Defense counsel argued he normally would have asked several more questions of Turner,
including questions regarding the chain of custody. The district court admitted the
exhibits into evidence over his objection.
Defense counsel then asked to voir dire Turner to address the chain of custody
issue, arguing:
"I mean, the bottom line is these exhibits were not admitted by the State, and they said
they would not call any other witnesses. That's what he told me. And he excused the
officer. And so we have to have a corpus delict[i], as far as I understand the law, that you
have to have the body of the crime.
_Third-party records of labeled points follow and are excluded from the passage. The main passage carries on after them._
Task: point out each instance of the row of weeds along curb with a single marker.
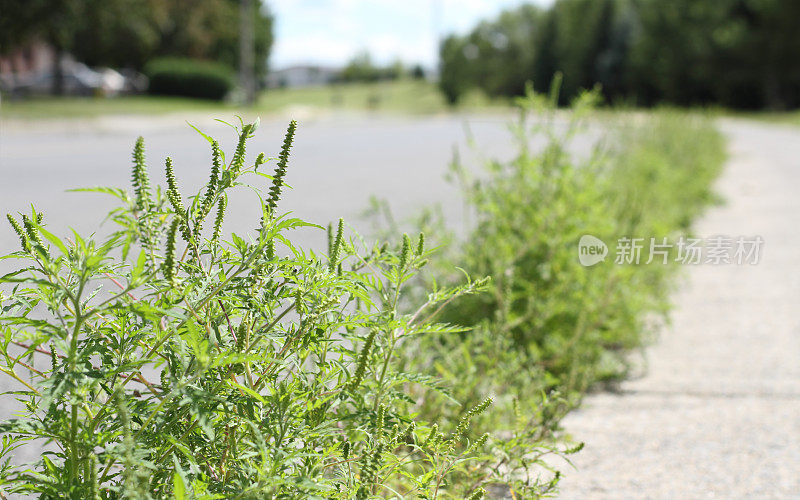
(173, 360)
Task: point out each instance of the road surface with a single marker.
(718, 413)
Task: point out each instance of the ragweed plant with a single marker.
(170, 360)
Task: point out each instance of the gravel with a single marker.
(717, 414)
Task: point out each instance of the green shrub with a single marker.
(549, 328)
(189, 78)
(183, 364)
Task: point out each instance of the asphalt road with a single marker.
(716, 415)
(337, 164)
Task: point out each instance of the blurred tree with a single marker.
(738, 53)
(454, 70)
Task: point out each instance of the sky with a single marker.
(331, 32)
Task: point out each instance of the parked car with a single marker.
(80, 80)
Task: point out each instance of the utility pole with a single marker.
(246, 55)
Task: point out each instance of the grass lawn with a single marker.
(406, 96)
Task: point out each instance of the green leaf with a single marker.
(178, 487)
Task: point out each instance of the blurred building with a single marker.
(301, 76)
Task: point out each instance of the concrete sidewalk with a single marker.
(718, 413)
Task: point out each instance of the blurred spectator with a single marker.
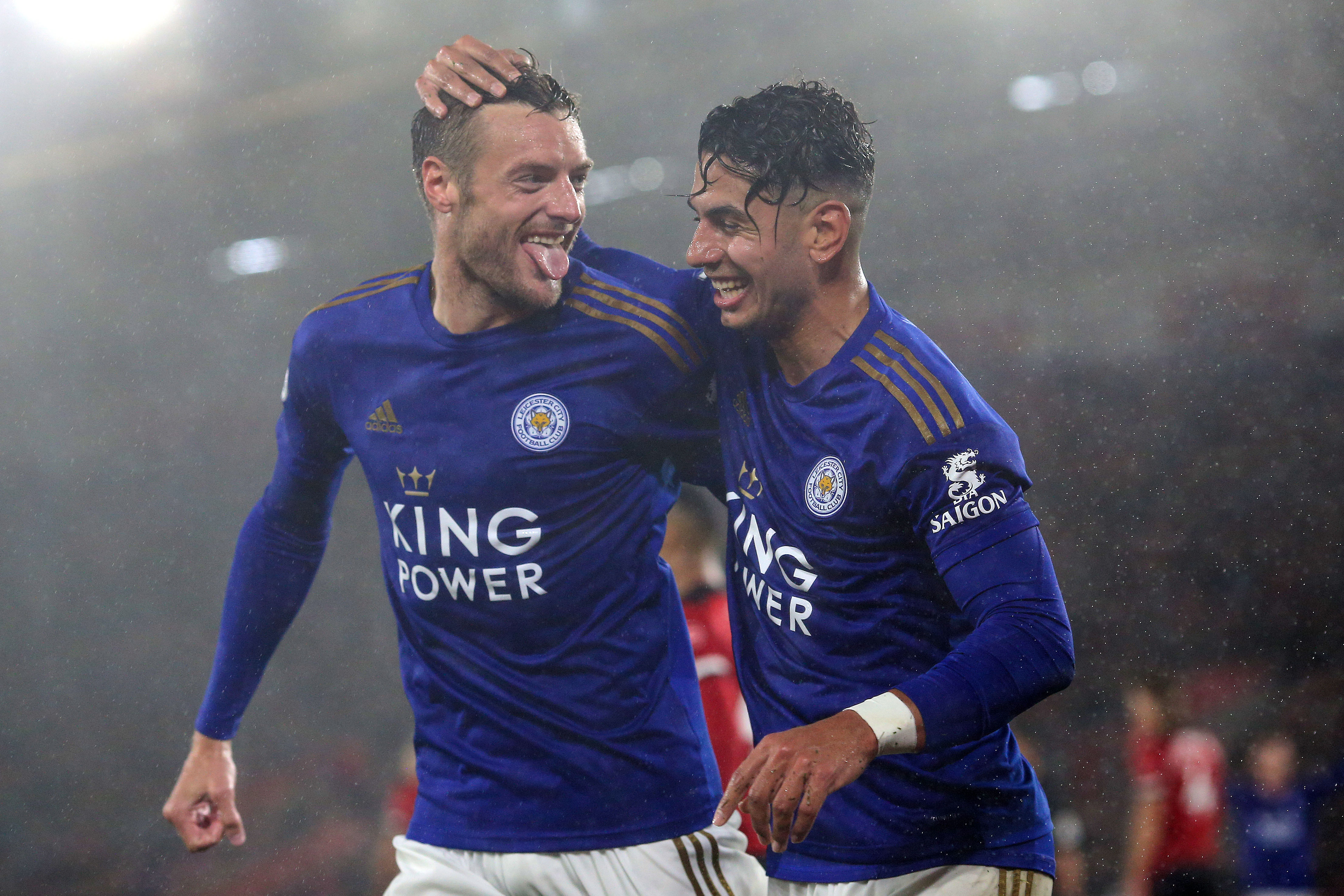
(1070, 862)
(1178, 797)
(691, 549)
(1275, 819)
(397, 819)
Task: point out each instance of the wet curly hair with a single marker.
(787, 138)
(453, 139)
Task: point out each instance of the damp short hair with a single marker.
(792, 138)
(455, 140)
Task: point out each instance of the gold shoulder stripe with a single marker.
(686, 866)
(371, 291)
(650, 316)
(654, 303)
(901, 397)
(913, 383)
(577, 304)
(924, 371)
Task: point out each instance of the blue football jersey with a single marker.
(849, 496)
(851, 492)
(521, 479)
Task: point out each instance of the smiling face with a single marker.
(758, 264)
(519, 214)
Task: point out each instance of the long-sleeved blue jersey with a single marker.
(880, 539)
(521, 480)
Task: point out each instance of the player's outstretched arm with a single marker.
(463, 69)
(202, 802)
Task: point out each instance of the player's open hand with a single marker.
(783, 784)
(464, 69)
(202, 802)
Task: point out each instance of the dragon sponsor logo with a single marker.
(964, 484)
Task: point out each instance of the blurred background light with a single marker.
(1100, 78)
(646, 174)
(97, 23)
(1031, 93)
(617, 182)
(249, 257)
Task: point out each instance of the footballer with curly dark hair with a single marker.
(893, 601)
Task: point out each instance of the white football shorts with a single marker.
(948, 881)
(703, 863)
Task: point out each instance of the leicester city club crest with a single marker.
(827, 487)
(541, 422)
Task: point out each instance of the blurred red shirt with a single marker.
(725, 714)
(1186, 770)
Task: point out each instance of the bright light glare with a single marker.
(257, 256)
(1100, 78)
(646, 174)
(97, 23)
(1031, 93)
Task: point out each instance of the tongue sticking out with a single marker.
(550, 260)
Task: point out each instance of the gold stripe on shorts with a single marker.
(718, 870)
(686, 864)
(699, 859)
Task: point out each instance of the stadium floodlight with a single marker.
(1031, 93)
(257, 256)
(1100, 78)
(97, 23)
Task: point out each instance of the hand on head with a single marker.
(466, 68)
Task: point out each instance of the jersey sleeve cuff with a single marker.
(951, 555)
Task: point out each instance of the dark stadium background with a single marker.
(1146, 281)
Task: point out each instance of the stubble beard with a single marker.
(486, 258)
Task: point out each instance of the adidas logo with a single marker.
(384, 420)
And . . . if you don't have the exhibits of the corpus
delict[i], the body of a crime admitted on the record properly in a trial, I don't think they
come in.
"And so as a strategy, when I realized that he hadn't admitted the two exhibits
that were crucial to both of those two counts, I elected to not let him proceed and try to
fix his error by asking questions of Sergeant Turner. Because it's my understanding that
. . . that window had closed, and that as a strategy I decided to go forward."
Defense counsel then moved for a mistrial.
The district court allowed defense counsel to call Turner in his own case-in-chief.
He asked Turner whether any testing had been done on the liquid in the bottle, and
Turner replied that none had been done to confirm the liquid was an alcoholic beverage.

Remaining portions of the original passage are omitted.